Nevertheless the Palaeologan Dynasty, beginning with Michael VIII Palaeologus in 1259, was a
last golden age of Byzantine art, partly because of the increasing cultural exchange between
Byzantine and Italian artists. Byzantine artists developed a new interest in landscapes and
pastoral scenes, and the traditional mosaic-work (of which the Chora Church in Constantinople is
the finest extant example) gradually gave way to detailed cycles of narrative frescoes (as
evidenced in a large group of Mystras churches). The icons, which became a favoured medium
for artistic expression, were characterized by a less austere attitude, new appreciation for purely
decorative qualities of painting and meticulous attention to details, earning the popular name of
the Paleologan Mannerism for the period in general.

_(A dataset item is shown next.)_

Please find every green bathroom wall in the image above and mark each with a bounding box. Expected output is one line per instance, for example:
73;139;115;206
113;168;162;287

Crete had been ruled by the Venetians since 1211, and the Cretan school of icon-painting
gradually introduced Western elements into its style, and exported large numbers of icons to the
West. After the fall of the Empire, Crete became the centre of Greek art, until it too fell to the
Turks in 1669.
The Byzantine era properly defined came to an end with the fall of Constantinople to the Ottoman
Turks in 1453, but by this time the Byzantine cultural heritage had been widely diffused, carried
by the spread of Orthodox Christianity, to Bulgaria, Serbia, Romania and, most importantly, to
Russia, which became the centre of the Orthodox world following the Ottoman conquest of the
Balkans. Even under Ottoman rule, Byzantine traditions in icon-painting and other small-scale
arts survived, especially in the Venetian-ruled Crete and Rhodes, where a "post-Byzantine" style
under increasing Western influence survived for a further two centuries, producing El Greco and
other significant artists.
The influence of Byzantine art in western Europe, particularly Italy was seen in ecclesiastical
architecture, through the development of the Romanesque style in the 10th century and 11th
centuries. This influence was transmitted through the Frankish and Salic emperors, primarily
Charlemagne, who had close relations with Byzantium. The contribution of the migrated
Byzantine scholars in Renaissance is also very important.